Monday, October 21, 2013

Raising children in "high density" San Francisco

Percentage of school-age children

From Mike Lanza's blog:

There’s just one big problem with suburb hating. The alternative to suburbs in metropolitan areas, cities, are much worse for children. Sure, adults can have a great time in hip, dense city centers like Manhattan or San Francisco. In fact, if my wife and I never had kids, we’d still be living in San Francisco, going out practically every night.

However, it’s clear that cities are worse for kids than suburbs. Why do I say this?

First, just look at where newly married urbanites choose to live once they have children. They leave cities in droves. The hipper and denser the city the more likely are parents to flee to the suburbs...

...the major reason why families leave big cities: public schools in large cities are, by and large, awful. So, for the most part, families that have the means to move out of cities when their children reach school age flee to the ‘burbs. Most middle and upper-middle class families that do stay send their children to private schools. 30% of San Francisco children go to private schools, and my guess is that the figure for Manhattan and other dense, hip urban centers is close to that.

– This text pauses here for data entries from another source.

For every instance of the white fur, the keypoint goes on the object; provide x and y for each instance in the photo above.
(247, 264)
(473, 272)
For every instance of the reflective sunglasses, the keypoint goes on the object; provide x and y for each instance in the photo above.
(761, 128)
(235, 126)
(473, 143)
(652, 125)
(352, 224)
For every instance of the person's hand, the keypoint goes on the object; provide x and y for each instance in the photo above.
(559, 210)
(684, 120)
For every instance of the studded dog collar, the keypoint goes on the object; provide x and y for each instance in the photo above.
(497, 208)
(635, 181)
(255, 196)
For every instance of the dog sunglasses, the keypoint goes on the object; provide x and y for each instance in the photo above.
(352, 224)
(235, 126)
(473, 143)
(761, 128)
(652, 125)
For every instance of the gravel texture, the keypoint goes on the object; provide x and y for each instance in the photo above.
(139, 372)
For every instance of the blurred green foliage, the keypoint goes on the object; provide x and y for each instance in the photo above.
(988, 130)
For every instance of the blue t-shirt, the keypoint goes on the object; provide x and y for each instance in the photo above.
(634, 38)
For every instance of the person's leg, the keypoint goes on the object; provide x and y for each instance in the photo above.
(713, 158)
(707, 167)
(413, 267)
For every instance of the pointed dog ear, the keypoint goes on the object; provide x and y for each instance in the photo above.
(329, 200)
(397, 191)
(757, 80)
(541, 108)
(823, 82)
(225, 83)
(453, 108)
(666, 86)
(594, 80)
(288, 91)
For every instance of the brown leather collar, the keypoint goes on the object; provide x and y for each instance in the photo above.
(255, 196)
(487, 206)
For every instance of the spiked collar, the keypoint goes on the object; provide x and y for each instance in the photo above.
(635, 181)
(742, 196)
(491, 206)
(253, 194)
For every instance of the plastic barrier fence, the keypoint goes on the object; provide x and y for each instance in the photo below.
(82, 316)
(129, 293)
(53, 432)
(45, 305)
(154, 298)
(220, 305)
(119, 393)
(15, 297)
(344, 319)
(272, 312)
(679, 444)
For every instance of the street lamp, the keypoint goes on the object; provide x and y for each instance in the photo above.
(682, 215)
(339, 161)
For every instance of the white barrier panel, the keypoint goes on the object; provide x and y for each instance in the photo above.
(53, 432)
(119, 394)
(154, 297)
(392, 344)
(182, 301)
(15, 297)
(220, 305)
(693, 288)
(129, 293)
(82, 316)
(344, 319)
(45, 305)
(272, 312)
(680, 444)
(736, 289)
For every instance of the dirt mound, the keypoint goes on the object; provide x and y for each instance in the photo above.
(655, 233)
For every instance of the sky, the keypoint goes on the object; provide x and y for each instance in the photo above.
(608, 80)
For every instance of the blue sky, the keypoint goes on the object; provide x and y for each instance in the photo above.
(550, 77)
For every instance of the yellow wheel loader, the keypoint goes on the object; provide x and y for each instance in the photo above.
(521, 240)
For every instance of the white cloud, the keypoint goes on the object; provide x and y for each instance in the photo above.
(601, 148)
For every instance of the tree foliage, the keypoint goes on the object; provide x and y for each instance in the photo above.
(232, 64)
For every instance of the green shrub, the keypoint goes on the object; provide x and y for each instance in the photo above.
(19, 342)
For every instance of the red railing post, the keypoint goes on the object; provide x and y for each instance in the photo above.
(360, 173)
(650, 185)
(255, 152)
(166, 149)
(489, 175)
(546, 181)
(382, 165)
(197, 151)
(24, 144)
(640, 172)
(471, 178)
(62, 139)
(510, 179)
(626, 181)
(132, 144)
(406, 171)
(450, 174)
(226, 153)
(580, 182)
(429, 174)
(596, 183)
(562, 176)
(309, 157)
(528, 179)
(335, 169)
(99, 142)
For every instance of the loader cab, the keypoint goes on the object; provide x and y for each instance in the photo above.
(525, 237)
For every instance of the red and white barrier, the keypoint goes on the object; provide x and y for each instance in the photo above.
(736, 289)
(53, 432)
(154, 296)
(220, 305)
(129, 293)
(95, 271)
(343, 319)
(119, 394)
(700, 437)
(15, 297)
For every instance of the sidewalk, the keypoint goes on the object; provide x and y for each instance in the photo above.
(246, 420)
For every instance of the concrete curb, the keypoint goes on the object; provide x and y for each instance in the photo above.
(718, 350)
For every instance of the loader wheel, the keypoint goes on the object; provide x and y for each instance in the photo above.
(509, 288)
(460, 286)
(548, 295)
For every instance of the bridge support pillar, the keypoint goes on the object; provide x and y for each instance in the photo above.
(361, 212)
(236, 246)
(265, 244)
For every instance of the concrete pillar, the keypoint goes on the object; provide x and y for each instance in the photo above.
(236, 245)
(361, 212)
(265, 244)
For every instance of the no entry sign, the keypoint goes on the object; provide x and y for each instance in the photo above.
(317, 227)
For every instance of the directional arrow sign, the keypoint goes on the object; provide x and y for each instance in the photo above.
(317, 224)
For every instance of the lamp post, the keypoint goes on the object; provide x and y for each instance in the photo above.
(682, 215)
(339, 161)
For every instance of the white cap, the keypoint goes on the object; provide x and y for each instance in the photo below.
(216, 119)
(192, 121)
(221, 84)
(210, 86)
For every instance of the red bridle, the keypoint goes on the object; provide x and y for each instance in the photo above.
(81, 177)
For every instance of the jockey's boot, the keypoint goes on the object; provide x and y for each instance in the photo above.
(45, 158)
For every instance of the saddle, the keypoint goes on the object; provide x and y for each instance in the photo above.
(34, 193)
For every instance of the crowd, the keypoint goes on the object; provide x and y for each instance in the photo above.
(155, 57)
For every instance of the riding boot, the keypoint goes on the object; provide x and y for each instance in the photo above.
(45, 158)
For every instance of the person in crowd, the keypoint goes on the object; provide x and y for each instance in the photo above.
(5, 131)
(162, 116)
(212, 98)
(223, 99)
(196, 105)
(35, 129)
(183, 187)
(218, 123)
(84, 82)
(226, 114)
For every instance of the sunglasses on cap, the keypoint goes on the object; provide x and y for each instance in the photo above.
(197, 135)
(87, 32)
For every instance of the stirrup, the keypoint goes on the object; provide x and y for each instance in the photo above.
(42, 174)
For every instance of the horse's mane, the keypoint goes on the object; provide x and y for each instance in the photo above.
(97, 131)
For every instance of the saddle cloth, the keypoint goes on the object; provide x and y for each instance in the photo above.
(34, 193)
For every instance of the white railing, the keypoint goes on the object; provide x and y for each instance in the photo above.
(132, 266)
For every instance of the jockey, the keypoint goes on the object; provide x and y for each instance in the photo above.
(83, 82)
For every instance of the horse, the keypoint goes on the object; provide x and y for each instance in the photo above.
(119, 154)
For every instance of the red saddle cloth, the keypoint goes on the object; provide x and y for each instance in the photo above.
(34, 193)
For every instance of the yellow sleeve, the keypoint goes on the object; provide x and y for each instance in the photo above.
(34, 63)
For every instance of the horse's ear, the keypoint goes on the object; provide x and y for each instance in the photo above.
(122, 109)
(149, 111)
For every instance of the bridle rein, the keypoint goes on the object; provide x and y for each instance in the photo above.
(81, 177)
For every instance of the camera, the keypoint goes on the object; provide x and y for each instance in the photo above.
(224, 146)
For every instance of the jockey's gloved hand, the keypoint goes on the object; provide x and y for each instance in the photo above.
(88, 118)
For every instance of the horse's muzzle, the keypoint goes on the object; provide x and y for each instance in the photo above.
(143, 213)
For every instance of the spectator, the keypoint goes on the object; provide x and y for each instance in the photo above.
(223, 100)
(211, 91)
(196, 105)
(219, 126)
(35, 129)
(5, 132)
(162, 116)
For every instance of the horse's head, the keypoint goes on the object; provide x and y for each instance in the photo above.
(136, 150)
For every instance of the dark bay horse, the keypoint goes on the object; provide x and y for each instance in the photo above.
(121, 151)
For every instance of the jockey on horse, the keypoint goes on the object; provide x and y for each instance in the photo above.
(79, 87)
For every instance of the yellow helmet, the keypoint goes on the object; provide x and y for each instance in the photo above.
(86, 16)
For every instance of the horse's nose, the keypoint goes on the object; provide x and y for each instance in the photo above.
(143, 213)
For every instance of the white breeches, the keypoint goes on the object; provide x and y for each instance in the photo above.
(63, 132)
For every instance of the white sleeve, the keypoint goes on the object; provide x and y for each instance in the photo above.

So, to some extent, when you hear people complain that cities are too expensive for families are calculating private school into the cost of living there.

But private schools not only cost a lot of money. They also destroy neighborhood life for children. In big city neighborhoods where many or most children go to private schools, children who live on the same street hardly know each other because they tend to go to different schools that their parents choose.

Beyond running bad schools that force families with the means to go to private school, some big city school systems put the final dagger into neighborhoods by forcing or enticing children to go to a school outside their neighborhoods.

For example, San Francisco has done this for decades in an effort to forcibly integrate students of different races and backgrounds, but instead what it’s done is destroy neighborhoods and push more families into private schools than any other city in America. In the last year or two, that city has made a small change in its policy in an apparent effort to make it more possible for children to go to school in their own neighborhood, but this change hasn’t gone nearly far enough to pull neighborhoods together.

So, big cities are left with neighborhoods where children spray out to all parts of the city to go to school every day. When school’s over at the end of the day, playing in their neighborhoods isn’t an option because children there don’t know one another...

The other primary problem that families have with cities is space. Yes, while it’s trendy these days for urban planners to advocate for dense development, families with children flee from density. Every large city in the United States that has high density have very low percentages of school-aged children.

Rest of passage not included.